Reputation: 704
We are migrating an website to SQL Azure and found a scenario where there is a very significant performance difference between our current hosting and azure database.
To be clear, the stored procedure code is written poorly and can be fixed but what I would like to understand is the reasons behind the performance difference.
Here is the offending code inside the procedure that is causing the problem
declare @curPinNumber int
set @curPinNumber = 183843692
declare @pinNumber int
set @pinNumber = 0
while @pinNumber < 10000
begin
set @curPinNumber = @curPinNumber + 1
insert into PinNumbers(pinNumber, pinNumberText, whenLastUsed, siteID)
values(@curPinNumber, right('0000' + cast(@pinNumber as varchar), 4), '1970-01-01', 999)
set @pinNumber = @pinNumber + 1
end
Here are the test results for the procedure
*The two vm's below have seperate log and data disks.
So my assumption here was a key factor is the logging and log flushes that are taking place, possibly the write ahead transaction logging http://msdn.microsoft.com/en-us/library/ms186259.aspx
Adding a BEGIN / COMMIT TRAN
block or joining from an existing preset table with 10,000 rows indeed gets the performance back to 1-2 seconds on the web edition of sql azure, and even faster on my local machine.
I would have expected Azure to be in a similar performance zone to my desktop or old hosting
My question is why on Azure is the difference so magnified?
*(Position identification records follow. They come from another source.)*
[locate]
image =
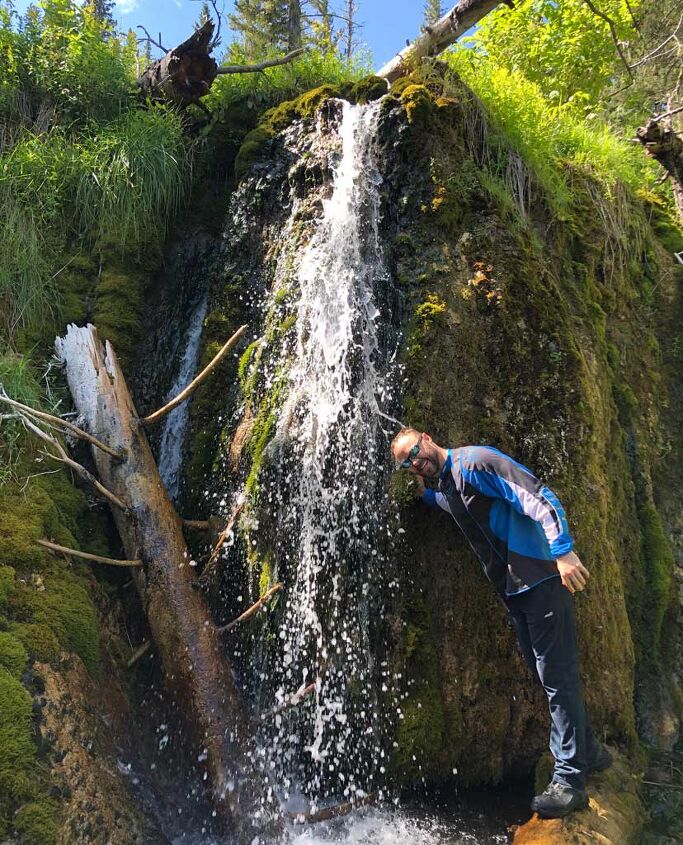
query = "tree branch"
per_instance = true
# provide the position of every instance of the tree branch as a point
(333, 812)
(86, 555)
(291, 701)
(615, 39)
(253, 609)
(283, 60)
(150, 39)
(63, 457)
(75, 430)
(194, 384)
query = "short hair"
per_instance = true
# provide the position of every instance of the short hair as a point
(403, 433)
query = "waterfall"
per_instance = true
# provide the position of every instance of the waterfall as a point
(175, 424)
(329, 485)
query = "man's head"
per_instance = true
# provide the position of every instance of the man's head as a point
(418, 453)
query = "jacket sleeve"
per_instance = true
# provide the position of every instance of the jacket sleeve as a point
(435, 499)
(495, 474)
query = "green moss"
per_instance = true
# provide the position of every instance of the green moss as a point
(39, 640)
(17, 749)
(7, 585)
(37, 823)
(118, 310)
(13, 655)
(368, 89)
(658, 563)
(65, 608)
(421, 729)
(418, 104)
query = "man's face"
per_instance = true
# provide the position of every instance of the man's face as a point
(422, 454)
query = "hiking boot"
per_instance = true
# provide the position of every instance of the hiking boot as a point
(558, 800)
(601, 759)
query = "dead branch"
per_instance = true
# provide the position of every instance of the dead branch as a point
(194, 384)
(87, 556)
(440, 35)
(289, 702)
(149, 38)
(615, 39)
(138, 653)
(58, 421)
(222, 538)
(64, 458)
(333, 812)
(197, 524)
(249, 612)
(282, 60)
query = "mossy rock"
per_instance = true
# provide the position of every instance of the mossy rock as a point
(37, 822)
(368, 89)
(13, 655)
(8, 577)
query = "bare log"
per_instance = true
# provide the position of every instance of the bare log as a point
(435, 38)
(333, 812)
(194, 384)
(197, 524)
(185, 74)
(197, 673)
(289, 702)
(249, 612)
(58, 421)
(665, 146)
(63, 457)
(55, 547)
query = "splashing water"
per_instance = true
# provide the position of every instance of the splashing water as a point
(330, 487)
(175, 424)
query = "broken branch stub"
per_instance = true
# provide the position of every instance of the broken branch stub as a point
(196, 671)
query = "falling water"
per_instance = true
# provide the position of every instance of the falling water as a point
(175, 424)
(330, 489)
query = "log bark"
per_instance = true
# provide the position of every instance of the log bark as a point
(185, 73)
(665, 146)
(435, 38)
(196, 671)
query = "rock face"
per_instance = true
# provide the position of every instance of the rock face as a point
(82, 720)
(549, 338)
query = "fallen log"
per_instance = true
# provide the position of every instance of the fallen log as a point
(185, 74)
(196, 671)
(664, 145)
(435, 38)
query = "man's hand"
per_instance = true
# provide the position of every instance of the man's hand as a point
(573, 573)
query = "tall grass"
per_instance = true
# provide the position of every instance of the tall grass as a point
(553, 140)
(123, 182)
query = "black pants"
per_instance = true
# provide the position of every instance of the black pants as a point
(543, 618)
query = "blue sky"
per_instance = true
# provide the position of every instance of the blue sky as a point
(386, 23)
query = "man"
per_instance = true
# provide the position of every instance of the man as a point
(518, 530)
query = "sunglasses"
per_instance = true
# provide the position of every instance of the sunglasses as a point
(412, 455)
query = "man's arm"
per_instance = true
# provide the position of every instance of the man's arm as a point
(497, 475)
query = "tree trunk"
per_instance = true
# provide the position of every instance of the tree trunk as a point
(185, 73)
(196, 671)
(437, 37)
(665, 146)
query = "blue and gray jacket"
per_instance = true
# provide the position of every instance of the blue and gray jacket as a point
(515, 525)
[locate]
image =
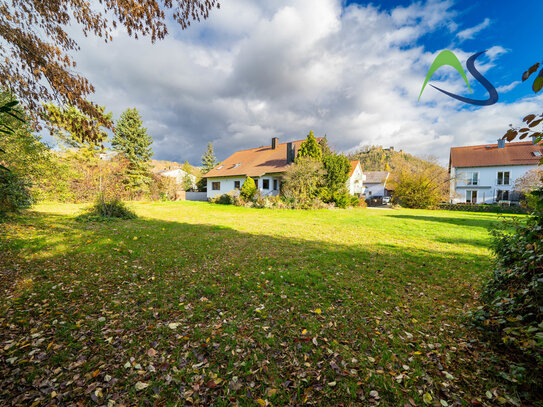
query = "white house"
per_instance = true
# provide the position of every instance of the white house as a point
(376, 184)
(266, 166)
(179, 176)
(487, 173)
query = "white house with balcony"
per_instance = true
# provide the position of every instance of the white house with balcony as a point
(266, 166)
(486, 174)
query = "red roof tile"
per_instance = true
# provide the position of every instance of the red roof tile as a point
(520, 153)
(254, 162)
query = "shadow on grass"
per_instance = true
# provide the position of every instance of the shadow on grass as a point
(147, 272)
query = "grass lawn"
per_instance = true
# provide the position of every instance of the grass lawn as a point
(195, 303)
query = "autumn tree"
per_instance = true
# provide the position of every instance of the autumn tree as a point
(35, 61)
(209, 161)
(188, 178)
(310, 148)
(131, 140)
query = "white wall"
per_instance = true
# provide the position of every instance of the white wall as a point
(227, 185)
(487, 185)
(355, 183)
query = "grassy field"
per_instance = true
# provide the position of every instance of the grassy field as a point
(204, 304)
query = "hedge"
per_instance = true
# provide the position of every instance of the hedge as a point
(516, 209)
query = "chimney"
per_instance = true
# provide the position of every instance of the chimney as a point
(291, 153)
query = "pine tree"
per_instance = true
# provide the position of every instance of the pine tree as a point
(131, 139)
(310, 148)
(209, 161)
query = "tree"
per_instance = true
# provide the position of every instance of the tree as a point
(302, 181)
(132, 141)
(531, 120)
(310, 148)
(422, 188)
(35, 47)
(188, 179)
(26, 163)
(209, 161)
(248, 189)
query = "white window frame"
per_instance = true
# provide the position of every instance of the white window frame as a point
(469, 178)
(503, 177)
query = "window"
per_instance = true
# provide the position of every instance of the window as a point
(503, 177)
(471, 196)
(502, 195)
(472, 178)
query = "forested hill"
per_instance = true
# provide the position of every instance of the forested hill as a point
(377, 158)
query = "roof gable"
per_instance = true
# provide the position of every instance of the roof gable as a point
(254, 162)
(520, 153)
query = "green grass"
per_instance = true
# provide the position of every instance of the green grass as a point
(212, 304)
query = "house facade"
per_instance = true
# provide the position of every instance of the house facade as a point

I'm trying to judge if this just a corner case that we happened to pick up during testing and most importantly what things we should look out for in our migration.
Upvotes: 4
Views: 626
Reputation: 56
This is most likely because of communication between the machine where you issue the batch from and the database service. Try and issue SET NOCOUNT ON first in the batch to turn off sending rows affected notifications back to the client.